Pero este movimiento vertical hacia la unión con Dios y hacia la perfección de sí mismo no es el único movimiento comprendido en el dinamismo interno de la vida humana. El segundo, el movimiento horizontal, concierne a la evolución de la humanidad, y progresivamente revela la substancia y las fuerzas creadoras del hombre en la historia. El movimiento horizontal de la civilización, cuando tiende a sus auténticos fines temporales ayuda y fomenta el movimiento vertical de las almas.
El hombre del humanismo cristiano aprecia la libertad como algo de que hay que ser merecedor; comprende la igualdad esencial que hay entre él y los otros hombres y la manifiesta en el respeto y en la fraternidad; y ve en la justicia la fuerza de conservación de la comunidad política y el requisito previo que , hace posible que nazca la fraternidad cívica; se da cuenta tanto de la tremenda prueba a que el advenimiento del maquinismo somete a la historia humana, como del maravilloso poder de liberación que el maquinismo ofrece al hombre, si el brutal instinto de dominar no aprovecha las técnicas del maquinismo y de la ciencia misma, para reducir a esclavitud a la humanidad, y si la razón y la sabiduría son lo suficientemente fuertes como para poner esas técnicas al servicio de aspiraciones verdaderamente humanas y aplicarles las normas de la vida humana. (Jacques Maritain: Humanismo Cristiano)

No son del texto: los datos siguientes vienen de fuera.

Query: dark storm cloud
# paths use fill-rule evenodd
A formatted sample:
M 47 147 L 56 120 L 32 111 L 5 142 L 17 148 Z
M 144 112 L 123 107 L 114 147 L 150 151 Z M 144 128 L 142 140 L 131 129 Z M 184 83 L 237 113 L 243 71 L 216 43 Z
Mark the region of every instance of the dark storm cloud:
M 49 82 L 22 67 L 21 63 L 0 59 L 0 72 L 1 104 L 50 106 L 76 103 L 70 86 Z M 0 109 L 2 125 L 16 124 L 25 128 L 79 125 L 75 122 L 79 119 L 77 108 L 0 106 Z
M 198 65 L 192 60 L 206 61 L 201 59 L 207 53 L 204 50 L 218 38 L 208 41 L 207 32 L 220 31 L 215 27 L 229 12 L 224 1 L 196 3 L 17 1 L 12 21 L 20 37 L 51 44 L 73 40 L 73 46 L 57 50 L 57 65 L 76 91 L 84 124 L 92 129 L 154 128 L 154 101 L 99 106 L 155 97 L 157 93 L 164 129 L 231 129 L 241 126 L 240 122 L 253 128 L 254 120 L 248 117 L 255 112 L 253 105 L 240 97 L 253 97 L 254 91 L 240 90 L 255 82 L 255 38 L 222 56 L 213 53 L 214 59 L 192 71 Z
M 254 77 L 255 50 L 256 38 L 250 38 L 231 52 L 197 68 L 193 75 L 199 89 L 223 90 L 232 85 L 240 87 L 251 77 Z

Para Maritain su antropología se basa en el continuo movimiento del hombre y en su “dinamismo interno”. Entendidos éstos cómo fuerzas vitales del hombre que lo conducen hacia el progreso de la humanidad en su conjunto. Para él el mero hecho de “moverse hacia” ya es un progreso. Un progreso que por su propia fuerza es capaz de elevar al hombre en ese sentido vertical, o sea espiritual. Humanismo cristiano, nueva Cristiandad, humanismo integral… son conceptos que al fin y al cabo se insertan dentro de la herejía modernista, puesto que tienden a borrar toda noción del pecado y de naturaleza herida por éste (y con ellos la doctrina de la gracia) y que significan una nueva civilización fraterna, incluso llamada Cristiandad, a la que el hombre se encamina. No obstante los encontramos bajo unos parámetros laicos y universalistas contemplados desde un humanismo secular y poco cristiano.
“Creyentes y no creyentes están generalmente de acuerdo en este punto: todos los bienes de la tierra deben ordenarse en función del hombre, centro y cima de todos ellos” (Gaudium et Spes, 12)
Esta afirmación se enmarca dentro del optimismo humanista del Concilio, sustituyendo a Dios por el hombre como regulador del mundo. En este sentido cuando el hombre sustituye a Dios y reconoce una especie de fin antropocéntrico dentro del Universo es cuando la moral se trastorna pues es el hombre quien la regula y no Dios. Del mismo modo que sólo esta primacía del hombre puede dar lugar a una preponderancia de la técnica (¿La técnica maquinista de Maritain?), pues el hombre como fin en sí mismo sólo puede tener el deber y el derecho de dominar la realidad terrenal, abandonando lo espiritual.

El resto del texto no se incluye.